At 10:18 PM 4/8/2010 +0200, Manlio Perillo wrote:
Suppose I have an HTML template file, and I want to use a sub request.

...
${subrequest('/header/'}
...

The problem with this code is that, since Mako will buffer all generated
content, the result response body will contain incorrect data.

It will first contain the response body generated by the sub request,
then the content generated from the Mako template (XXX I have not
checked this, but I think it is how it works).

Okay, I'm confused even more now. It seems to me like what you've just described is something that's fundamentally broken, even if you're not using WSGI at all.
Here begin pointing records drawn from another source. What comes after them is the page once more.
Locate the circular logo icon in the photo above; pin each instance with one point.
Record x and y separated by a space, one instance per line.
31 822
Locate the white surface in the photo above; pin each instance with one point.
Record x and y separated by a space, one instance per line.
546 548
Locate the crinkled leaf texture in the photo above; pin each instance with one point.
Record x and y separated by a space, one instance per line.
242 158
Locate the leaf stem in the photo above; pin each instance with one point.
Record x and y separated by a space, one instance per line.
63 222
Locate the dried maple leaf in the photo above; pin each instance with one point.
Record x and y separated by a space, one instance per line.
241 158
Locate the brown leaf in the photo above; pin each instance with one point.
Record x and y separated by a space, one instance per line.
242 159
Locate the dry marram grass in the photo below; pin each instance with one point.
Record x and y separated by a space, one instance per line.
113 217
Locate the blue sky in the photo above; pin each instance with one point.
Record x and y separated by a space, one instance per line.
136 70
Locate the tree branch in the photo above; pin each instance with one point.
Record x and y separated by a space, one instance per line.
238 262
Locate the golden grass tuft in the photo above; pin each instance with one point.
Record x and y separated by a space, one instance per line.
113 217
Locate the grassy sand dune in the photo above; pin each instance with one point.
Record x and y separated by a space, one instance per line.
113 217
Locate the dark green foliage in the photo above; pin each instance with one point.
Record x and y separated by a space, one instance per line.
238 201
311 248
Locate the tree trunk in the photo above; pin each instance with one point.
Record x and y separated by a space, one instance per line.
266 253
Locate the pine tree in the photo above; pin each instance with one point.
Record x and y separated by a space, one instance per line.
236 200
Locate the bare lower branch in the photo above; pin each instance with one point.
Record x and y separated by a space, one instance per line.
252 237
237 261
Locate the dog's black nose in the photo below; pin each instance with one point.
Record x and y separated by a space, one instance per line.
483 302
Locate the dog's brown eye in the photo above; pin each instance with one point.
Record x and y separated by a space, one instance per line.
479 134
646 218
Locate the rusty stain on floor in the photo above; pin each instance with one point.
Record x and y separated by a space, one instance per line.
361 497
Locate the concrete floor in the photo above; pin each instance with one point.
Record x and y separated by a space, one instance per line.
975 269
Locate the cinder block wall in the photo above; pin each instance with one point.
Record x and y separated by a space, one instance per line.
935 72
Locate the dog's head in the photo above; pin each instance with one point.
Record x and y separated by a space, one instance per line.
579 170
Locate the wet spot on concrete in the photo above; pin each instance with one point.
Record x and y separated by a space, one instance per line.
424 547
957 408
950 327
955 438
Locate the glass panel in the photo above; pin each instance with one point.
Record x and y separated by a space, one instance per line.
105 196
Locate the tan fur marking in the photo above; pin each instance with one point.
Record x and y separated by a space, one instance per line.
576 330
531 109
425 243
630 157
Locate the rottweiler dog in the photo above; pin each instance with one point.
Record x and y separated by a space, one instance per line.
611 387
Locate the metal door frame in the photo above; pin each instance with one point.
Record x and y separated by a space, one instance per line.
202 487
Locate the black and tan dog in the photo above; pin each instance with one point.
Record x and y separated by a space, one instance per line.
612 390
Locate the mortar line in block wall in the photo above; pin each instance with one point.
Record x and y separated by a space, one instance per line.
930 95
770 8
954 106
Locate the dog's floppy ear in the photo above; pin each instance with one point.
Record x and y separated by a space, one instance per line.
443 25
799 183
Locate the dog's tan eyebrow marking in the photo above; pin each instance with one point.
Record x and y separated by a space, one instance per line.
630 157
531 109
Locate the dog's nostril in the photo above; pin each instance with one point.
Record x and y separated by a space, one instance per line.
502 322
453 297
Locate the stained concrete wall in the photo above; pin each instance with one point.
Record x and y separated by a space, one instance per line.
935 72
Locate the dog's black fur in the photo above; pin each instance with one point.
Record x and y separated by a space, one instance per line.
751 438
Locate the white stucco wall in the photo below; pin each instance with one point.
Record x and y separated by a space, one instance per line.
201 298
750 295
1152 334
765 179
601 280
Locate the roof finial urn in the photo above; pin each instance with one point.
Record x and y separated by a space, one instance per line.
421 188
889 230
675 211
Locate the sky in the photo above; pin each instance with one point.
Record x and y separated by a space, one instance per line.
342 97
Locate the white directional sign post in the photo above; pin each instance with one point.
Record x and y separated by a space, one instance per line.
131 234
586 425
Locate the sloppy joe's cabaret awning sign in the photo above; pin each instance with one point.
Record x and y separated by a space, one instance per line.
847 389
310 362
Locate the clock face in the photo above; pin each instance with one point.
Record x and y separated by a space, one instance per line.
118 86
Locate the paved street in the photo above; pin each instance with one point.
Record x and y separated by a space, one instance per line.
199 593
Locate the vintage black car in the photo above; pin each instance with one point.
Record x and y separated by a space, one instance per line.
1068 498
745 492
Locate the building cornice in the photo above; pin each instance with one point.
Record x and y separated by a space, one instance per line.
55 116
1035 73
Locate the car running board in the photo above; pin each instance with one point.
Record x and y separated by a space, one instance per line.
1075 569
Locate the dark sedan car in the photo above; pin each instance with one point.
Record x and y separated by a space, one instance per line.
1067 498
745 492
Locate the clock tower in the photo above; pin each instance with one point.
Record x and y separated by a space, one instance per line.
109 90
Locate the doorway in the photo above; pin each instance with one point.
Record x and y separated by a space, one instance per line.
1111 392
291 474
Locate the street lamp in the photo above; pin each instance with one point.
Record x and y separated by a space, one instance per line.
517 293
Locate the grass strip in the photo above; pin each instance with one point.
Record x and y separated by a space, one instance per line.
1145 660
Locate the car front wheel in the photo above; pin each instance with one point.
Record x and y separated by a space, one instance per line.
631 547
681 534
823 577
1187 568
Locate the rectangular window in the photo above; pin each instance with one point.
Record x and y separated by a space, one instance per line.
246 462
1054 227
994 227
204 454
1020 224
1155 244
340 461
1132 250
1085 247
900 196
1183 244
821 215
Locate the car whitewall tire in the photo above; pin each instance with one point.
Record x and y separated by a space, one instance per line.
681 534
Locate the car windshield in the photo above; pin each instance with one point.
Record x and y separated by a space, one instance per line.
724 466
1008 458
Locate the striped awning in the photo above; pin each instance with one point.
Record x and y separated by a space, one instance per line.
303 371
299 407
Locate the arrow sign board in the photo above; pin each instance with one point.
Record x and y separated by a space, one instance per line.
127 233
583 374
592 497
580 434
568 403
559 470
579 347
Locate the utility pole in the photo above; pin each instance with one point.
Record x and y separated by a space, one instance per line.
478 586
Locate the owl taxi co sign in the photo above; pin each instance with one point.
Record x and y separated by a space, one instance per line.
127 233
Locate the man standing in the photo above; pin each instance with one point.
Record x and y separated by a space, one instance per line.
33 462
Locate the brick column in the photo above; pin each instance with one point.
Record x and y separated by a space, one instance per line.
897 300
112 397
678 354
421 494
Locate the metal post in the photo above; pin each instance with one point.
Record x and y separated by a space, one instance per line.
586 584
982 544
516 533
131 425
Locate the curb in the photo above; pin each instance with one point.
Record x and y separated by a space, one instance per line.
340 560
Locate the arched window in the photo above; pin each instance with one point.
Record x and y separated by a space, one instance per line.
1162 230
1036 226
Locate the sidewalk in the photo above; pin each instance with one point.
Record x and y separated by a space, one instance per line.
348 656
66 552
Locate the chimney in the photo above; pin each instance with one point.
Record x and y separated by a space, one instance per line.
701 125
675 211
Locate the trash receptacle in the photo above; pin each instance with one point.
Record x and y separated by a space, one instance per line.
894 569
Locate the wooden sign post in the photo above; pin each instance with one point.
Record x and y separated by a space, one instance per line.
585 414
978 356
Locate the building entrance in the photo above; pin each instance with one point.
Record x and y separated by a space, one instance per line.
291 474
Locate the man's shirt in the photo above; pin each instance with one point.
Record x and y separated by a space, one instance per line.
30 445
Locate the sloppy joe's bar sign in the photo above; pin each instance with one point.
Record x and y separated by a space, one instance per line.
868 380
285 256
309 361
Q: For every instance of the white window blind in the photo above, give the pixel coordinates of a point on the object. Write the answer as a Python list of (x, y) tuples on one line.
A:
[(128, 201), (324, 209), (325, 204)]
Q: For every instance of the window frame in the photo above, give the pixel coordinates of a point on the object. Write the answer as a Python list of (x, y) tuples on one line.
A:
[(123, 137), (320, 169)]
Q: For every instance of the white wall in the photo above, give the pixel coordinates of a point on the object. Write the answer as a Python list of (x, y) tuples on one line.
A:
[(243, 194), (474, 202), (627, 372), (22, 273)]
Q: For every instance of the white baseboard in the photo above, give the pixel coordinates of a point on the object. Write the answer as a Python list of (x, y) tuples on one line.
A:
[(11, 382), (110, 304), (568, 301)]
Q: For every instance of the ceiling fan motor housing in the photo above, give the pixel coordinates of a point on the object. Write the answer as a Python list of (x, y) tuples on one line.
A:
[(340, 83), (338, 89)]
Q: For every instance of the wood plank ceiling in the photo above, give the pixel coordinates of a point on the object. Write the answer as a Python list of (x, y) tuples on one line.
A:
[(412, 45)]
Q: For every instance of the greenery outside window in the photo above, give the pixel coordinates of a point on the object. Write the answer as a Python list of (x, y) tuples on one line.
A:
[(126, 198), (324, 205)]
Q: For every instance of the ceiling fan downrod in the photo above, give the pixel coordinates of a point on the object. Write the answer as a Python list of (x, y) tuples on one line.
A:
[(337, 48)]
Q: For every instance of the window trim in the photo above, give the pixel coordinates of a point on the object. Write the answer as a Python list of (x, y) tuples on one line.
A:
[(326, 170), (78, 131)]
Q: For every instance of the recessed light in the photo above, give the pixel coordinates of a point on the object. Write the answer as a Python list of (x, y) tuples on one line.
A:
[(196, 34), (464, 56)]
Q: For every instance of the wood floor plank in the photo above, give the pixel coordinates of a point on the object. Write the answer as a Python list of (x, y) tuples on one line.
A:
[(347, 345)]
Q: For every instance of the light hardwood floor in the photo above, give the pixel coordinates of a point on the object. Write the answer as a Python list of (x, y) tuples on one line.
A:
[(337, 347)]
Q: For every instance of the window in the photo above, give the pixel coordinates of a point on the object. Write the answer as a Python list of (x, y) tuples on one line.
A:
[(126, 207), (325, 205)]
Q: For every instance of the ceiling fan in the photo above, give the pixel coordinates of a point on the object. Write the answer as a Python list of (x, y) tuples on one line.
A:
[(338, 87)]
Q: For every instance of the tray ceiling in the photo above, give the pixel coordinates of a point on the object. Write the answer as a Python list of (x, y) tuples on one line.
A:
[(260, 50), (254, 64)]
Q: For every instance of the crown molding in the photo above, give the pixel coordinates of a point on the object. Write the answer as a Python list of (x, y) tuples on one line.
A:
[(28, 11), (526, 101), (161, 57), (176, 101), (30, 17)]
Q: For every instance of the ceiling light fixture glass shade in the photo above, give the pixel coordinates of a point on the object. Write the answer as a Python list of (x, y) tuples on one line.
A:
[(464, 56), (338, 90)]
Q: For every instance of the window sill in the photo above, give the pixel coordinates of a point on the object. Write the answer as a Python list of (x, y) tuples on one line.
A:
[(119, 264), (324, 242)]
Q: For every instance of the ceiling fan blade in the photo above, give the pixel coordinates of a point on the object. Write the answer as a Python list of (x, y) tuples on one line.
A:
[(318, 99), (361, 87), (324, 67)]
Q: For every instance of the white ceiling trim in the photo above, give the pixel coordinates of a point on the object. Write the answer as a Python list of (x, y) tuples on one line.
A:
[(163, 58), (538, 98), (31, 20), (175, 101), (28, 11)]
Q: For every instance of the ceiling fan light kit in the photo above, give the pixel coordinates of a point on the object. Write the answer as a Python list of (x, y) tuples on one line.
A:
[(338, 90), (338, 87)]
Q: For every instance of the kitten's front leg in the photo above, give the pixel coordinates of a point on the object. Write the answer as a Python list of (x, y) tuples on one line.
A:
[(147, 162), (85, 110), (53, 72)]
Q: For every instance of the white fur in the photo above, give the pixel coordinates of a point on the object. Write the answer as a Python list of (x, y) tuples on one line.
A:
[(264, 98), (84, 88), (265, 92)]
So, when executing a sub request, it is necessary to flush (that is,
send to Nginx, in my case) the content generated from the template
before the sub request is done.

This seems to only makes sense if you're saying that the subrequest *has to* send its output directly to the client, rather than to the parent request. If the subrequest sends its output to the parent request (as a sane implementation would), then there is no problem. Likewise, if the subrequest is sent to a buffer that's then inserted into the parent invocation.

Anything else seems utterly insane to me, unless you're basically taking a bunch of legacy CGI code using 'print' statements and hacking it into something else. (Which is still insane, just differently. ;-) )


Ah, you are right sorry.
But this is not required for the Mako example (I was focusing on that
example).

As far as I can tell, that example is horribly wrong.  ;-)


But when using the greenlet middleware, and when using the function for
flushing Mako buffer, some data will be yielded *before* the application
returns and status and headers are passed to Nginx.

And that's probably because sharing a single output channel between the parent and child requests is a bad idea. ;-)

(Specifically, it's an increase in "temporal coupling", I believe. I know it's some kind of coupling between functions that's considered bad, I just don't remember if that's the correct name for it.)


> This is also a good time for people to learn that generators are usually
> a *very bad* way to write WSGI apps

It's the only way to be able to suspend execution, when the WSGI
implementation is embedded in an async web server not written in Python.

It's true that dropping start_response() means you can't yield empty strings prior to determining your headers, yes.


> - yielding is for server push or
> sending blocks of large files, not tiny strings.

Again, consider the use of sub requests.
yielding a "not large" block is the only choice you have.

No, it isn't. You can buffer your output and yield empty strings until you're ready to flush.



Unless, of course, you implement sub request support in pure Python (or
using SSI - Server Side Include).

I don't see why it has to be "pure", actually. It just that the subrequest needs to send data to the invoker rather than sending it straight to the client.

That's the bit that's crazy in your example -- it's not a scenario that WSGI 2 should support, and I'd consider the fact that WSGI 1 lets you do it to be a bug, not a feature. ;-)

That being said, I can see that removing start_response() closes a loophole that allows async apps to *potentially* exist under WSGI 1 (as long as you were able to tolerate the resulting crappy API).

However, to fix that crappy API requires greenlets or threads, at which point you might as well just use WSGI 2. In the Nginx case, you can either do WSGI 1 in C and then use an adapter to provide WSGI 2, or you can expose your C API to Python and write a small greenlets-using Python wrapper to support suspending. It would look something like:

    def gateway(request_info, app):
        # set up environ
        run(greenlet(lambda: Finished(app(environ))))

    def run(child):
        while not child.dead:
             data = child.switch()
             if isinstance(data, Finished):
                  send_status(data.status)
                  send_headers(data.headers)
                  send_response(data.response)
             else:
                 perform_appropriate_action_on(data)
                 if data.suspend:
                     # arrange for run(child) to be re-called later, then...
                     return

Suspension now works by switching back to the parent greenlet with command objects (like Finished()) to tell the run() loop what to do. The run() loop is not stateful, so when the task is unsuspended, you simply call run(child) again.

A similar structure would exist for send_response() - i.e., it's a loop over the response, can break out of the loop if it needs to suspend, and arranges for itself to be re-called at the appropriate time.

Voila - you now have asynchronous WSGI 2 support.

Now, whether you actually *want* to do that is a separate question, but as (I hope) you can see, you definitely *can* do it, and without needing any greenlet-using code to be in C. From C, you just call back into one of the Python top-level loops (run() and send_response()), which then does the appropriate task switching.


Another use case is when you have a very large page, and you want to
return some data as soon as possible to avoid the user to abort request
if it takes some time.

That's the server push case -- but of course that's not a problem even in WSGI 2, since the "response" can still be a generator.


Also, note that with Nginx (as with Apache, if I'm not wrong), even if
application yields small strings, the server can still do some buffering
in order to increase performance.

In which case, it's in violation of the WSGI spec. The spec requires eparately-yielded strings to be flushed to OS-level buffering.


What do you mean by absence of generator support?
WSGI 2 applications can still return a generator.

Yes - but they can't *be* a generator - previously they could, due to the separate start_response callable.